Malaysian Institute of Integrity

Agency overview
- Formed: 4 March 2004; 22 years ago
- Headquarters: Persiaran Tuanku Syed Sirajuddin, Bukit Tunku, 50480 Kuala Lumpur, Federal Territory of Kuala Lumpur;
- Agency executives: Tan Sri Shamsul Azri bin Abu Bakar, Chairman; Datuk Seri Noridah binti Abdul Rahim, Chief Executive Officer;
- Parent agency: Prime Minister's Department (Malaysia)
- Website: https://www.iim.gov.my/

= Malaysian Institute of Integrity =

The Malaysian Institute of Integrity (Institut Integriti Malaysia; IIM) is a Malaysian government agency under the Prime Minister’s Department (JPM). Established under the Companies Act on 4 March 2004 as a company limited by guarantee, it initially coordinated and monitored the implementation of the National Integrity Plan (PIN), later transitioning to support the National Anti-Corruption Plan (NACP) from January 2019 and the National Anti-Corruption Strategy (NACS) from May 2024.

The IIM is responsible for developing the competence and capacity of public and private sectors in matters of "governance, integrity, and anti-corruption" through consultancy services, tools, and training programs.

== History ==
On 1 November 2003, Malaysia’s fifth Prime Minister, Abdullah Ahmad Badawi, announced the establishment of a public ethics institute and the implementation of the National Integrity Plan to promote effective governance, accountability, and efficiency in both the public and private sectors. This announcement was made during a press conference following his first Cabinet meeting in Putrajaya after assuming office as Prime Minister. The Malaysian Integrity Institute (IIM) was established under the Companies Act on 4 March 2004 as a company limited by guarantee under the Prime Minister’s Department. Following this, Abdullah officially launched the institute and the National Integrity Plan (PIN) on 23 April 2004.
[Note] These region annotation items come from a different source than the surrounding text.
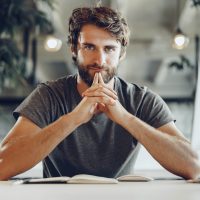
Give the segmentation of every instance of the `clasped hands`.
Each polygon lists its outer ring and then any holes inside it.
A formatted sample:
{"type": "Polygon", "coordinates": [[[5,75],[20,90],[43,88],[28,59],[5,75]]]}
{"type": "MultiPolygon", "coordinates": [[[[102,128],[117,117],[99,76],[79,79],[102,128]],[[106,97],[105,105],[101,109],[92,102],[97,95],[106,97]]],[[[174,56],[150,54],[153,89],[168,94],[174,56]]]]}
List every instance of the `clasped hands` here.
{"type": "Polygon", "coordinates": [[[117,93],[104,83],[100,73],[95,74],[92,86],[82,93],[82,97],[82,101],[73,110],[79,124],[88,122],[99,112],[104,112],[112,121],[120,123],[128,113],[119,103],[117,93]]]}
The IIM was established as the coordinating and monitoring agency for the PIN, with the objective of building a resilient Malaysia that upholds integrity and embraces universal noble values. The government also declared 5 November 2005 as National Integrity Day to cultivate integrity, promote universal noble values, and strengthen governance within society.

== Governance ==
The Board of Directors is responsible for administering and setting policies for the Malaysian Integrity Institute (IIM). The board consists of seven members and is chaired by Tan Sri Mohd Zuki Ali. The IIM’s Management Team is led by Datuk Wan Suraya Wan Mohd Radzi, who has been Chief Executive Officer since 2022.

== Initiatives ==

=== National Integrity Plan (2004–2019) ===

The National Integrity Plan (PIN) was a master plan introduced to provide direction and guidance to all components of society and the nation. The PIN aimed to foster, nurture, and strengthen a societal and national system that promoted morality and ethics, thereby building a nation of integrity.
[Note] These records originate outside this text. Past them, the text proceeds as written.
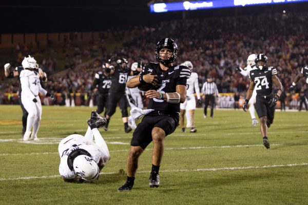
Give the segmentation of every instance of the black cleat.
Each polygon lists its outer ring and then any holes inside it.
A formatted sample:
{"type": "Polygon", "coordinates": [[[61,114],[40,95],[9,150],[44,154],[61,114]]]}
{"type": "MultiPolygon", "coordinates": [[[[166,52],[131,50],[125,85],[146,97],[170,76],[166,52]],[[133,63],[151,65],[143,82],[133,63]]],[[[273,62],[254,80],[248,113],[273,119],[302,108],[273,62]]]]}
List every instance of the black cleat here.
{"type": "Polygon", "coordinates": [[[130,127],[128,127],[127,128],[125,129],[125,133],[128,133],[132,130],[132,129],[130,127]]]}
{"type": "Polygon", "coordinates": [[[190,129],[190,132],[197,132],[197,129],[195,128],[192,128],[190,129]]]}
{"type": "Polygon", "coordinates": [[[149,184],[150,187],[159,187],[159,174],[157,174],[156,172],[152,171],[150,174],[150,182],[149,184]]]}
{"type": "Polygon", "coordinates": [[[126,181],[125,182],[125,183],[124,183],[123,185],[120,187],[118,189],[118,192],[124,192],[124,191],[130,191],[130,190],[131,190],[131,189],[132,189],[132,185],[130,184],[129,183],[127,183],[127,182],[126,181]]]}
{"type": "Polygon", "coordinates": [[[263,145],[266,149],[270,149],[270,142],[268,139],[263,139],[263,145]]]}
{"type": "Polygon", "coordinates": [[[103,127],[107,120],[105,117],[102,117],[99,115],[97,111],[92,111],[91,113],[91,118],[88,119],[87,122],[91,129],[94,128],[100,128],[103,127]]]}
=== National Anti-Corruption Plan (2019–2024) ===
The concept for the National Anti-Corruption Plan (NACP) originated during the 14th General Election, where Pakatan Harapan emphasized efforts to ensure Malaysia was recognized for integrity rather than corruption. Following the election, the Special Cabinet Committee on Anti-Corruption (JKKMAR), chaired by Prime Minister Mahathir Mohamad, Malaysia’s seventh Prime Minister, decided on 8 June 2018 that a comprehensive anti-corruption plan was urgently needed to address corruption issues in the country. This led to the creation of the NACP, launched in January 2019, the Malaysian government’s primary document outlining comprehensive and integrated measures to combat corruption. The NACP was the first plan of its kind to integrate governance, integrity, and anti-corruption within a unified framework.
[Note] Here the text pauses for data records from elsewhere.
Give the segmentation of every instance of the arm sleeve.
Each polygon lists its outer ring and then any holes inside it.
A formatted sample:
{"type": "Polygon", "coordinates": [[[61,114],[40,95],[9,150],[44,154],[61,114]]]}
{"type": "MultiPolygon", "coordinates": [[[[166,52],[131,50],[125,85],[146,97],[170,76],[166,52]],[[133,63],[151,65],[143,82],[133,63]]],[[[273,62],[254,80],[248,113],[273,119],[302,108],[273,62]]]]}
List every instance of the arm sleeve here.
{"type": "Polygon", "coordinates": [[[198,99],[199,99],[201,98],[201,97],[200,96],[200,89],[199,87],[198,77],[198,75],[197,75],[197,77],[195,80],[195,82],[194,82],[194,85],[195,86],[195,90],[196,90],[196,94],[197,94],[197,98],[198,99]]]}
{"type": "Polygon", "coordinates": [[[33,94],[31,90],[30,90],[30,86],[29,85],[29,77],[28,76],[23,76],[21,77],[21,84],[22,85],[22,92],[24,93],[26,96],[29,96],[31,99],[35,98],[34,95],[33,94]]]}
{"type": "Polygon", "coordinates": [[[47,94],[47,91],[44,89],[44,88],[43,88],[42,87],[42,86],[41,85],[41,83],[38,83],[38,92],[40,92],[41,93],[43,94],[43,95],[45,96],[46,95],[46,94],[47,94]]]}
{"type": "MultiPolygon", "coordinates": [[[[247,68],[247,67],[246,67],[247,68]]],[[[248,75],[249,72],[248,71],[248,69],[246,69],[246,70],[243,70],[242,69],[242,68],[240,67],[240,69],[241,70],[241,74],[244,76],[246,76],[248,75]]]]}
The NACP’s vision was to create a corruption-free nation through three specific goals: accountability and credibility in the judiciary, prosecution, and law enforcement agencies; efficient and responsive public service delivery; and integrity in business. The NACP outlined a long-term anti-corruption vision with 115 initiatives for implementation. Through its six strategies, the NACP ensured enhanced anti-corruption efforts among political actors, corporate entities, law enforcement agencies, and stakeholders. Stakeholders were expected to develop Organizational Anti-Corruption Plans (OACP) to address integrity, governance, and anti-corruption issues within their organizations.

=== National Anti-Corruption Strategy (2024–2028) ===
The National Anti-Corruption Strategy (NACS), launched on 7 May 2024 by Prime Minister Anwar Ibrahim, aims to eliminate corruption and enhance governance, integrity, and transparency in Malaysia. Succeeding the National Anti-Corruption Plan (NACP), it supports the Malaysia Madani agenda and targets a top 25 ranking in Transparency International’s Corruption Perception Index within 10 years.

The NACS features five strategies—Education, Public Accountability, People’s Voice, Enforcement, and Incentives—with 60 sub-strategies. Key initiatives include ethical education, laws like the Public Procurement Act, whistleblower protections, and tax incentives. The Malaysian Anti-Corruption Commission (MACC) monitors progress via the r-NACS system, with the National Audit Department (JAN) aiding through the Auditor General’s Dashboard and internal audit enhancements. It addresses issues like nepotism and hidden influences, promoting public participation to reduce corruption.